David Edwards

Personal information
- Nationality: British
- Born: 30 October 1937 England
- Died: 7 June 2019 (aged 81) England
- Education: Christ Church, Oxford

Sport
- Sport: Rowing
- Club: Leander Club

Medal record
The Boat Race
| Gold medal – first place | The Boat Race 1959 | Oxford |
| Silver medal – second place | The Boat Race 1958 | Oxford |
Representing Wales
Commonwealth Games
| Bronze medal – third place | Cardiff 1958 | coxless four |
| Silver medal – second place | Perth 1962 | coxless four |

= David Edwards (rower) =

British rower

David Cecil Richard Edwards (30 October 1937 – 7 June 2019) was a rower who won medals at two Commonwealth Games.

== Biography ==
Edwards was born into a rowing family, his father Group Captain Hugh Edwards D.F.C, was an Olympic gold medallist had won three events at the Henley Royal Regatta. He attended Downside School and studied at Christ Church, Oxford.

In 1958, Edwards of East Isley, Berkshire, at the time, competed in the 1958 and 1959 Boat Races for Oxford, and was a member of the winners' team in the latter.

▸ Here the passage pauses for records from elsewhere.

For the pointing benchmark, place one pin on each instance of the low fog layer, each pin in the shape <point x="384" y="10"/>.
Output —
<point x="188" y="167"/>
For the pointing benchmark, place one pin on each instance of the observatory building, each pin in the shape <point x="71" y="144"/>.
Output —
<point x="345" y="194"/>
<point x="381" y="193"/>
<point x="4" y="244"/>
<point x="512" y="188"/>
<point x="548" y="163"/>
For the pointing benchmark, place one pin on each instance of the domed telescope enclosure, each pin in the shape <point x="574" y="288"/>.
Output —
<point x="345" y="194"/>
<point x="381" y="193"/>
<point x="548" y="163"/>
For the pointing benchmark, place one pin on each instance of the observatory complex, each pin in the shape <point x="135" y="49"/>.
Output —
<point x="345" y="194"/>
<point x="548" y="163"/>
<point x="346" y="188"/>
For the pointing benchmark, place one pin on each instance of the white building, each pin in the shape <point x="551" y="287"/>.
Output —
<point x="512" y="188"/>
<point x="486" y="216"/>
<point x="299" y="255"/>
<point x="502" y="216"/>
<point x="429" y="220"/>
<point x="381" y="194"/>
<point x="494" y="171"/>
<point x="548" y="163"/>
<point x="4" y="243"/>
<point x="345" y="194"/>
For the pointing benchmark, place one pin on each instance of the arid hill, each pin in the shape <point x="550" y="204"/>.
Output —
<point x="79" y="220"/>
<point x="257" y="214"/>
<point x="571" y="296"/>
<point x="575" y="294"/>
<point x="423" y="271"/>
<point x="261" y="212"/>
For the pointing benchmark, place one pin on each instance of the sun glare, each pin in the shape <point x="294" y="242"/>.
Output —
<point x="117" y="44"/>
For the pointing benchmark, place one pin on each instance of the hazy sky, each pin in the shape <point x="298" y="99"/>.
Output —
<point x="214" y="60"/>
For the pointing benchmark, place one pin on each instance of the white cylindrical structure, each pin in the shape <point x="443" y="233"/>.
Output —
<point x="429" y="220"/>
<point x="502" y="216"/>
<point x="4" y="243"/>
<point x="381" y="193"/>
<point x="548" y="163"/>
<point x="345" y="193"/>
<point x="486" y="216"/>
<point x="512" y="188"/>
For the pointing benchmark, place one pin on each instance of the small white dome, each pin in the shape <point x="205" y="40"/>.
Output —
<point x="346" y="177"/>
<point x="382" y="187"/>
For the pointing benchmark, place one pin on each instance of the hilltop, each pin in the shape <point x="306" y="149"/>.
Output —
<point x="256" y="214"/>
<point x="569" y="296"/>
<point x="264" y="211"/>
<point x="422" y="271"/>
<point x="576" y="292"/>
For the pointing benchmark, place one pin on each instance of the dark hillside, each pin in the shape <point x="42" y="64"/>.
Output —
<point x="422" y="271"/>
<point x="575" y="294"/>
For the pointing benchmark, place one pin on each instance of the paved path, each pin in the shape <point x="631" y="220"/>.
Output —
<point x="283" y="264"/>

Along with his brother John Edwards and varsity Oxford teammate John Fage, they formed three members of the coxless four selected for the 1958 Welsh team for the 1958 British Empire and Commonwealth Games in Cardiff, Wales.

The fourth member of the team was David Prichard and in the coxless fours event they won the bronze medal.

Four years later, he and his brother John were in the coxless four that won the silver medal at the 1962 British Empire and Commonwealth Games.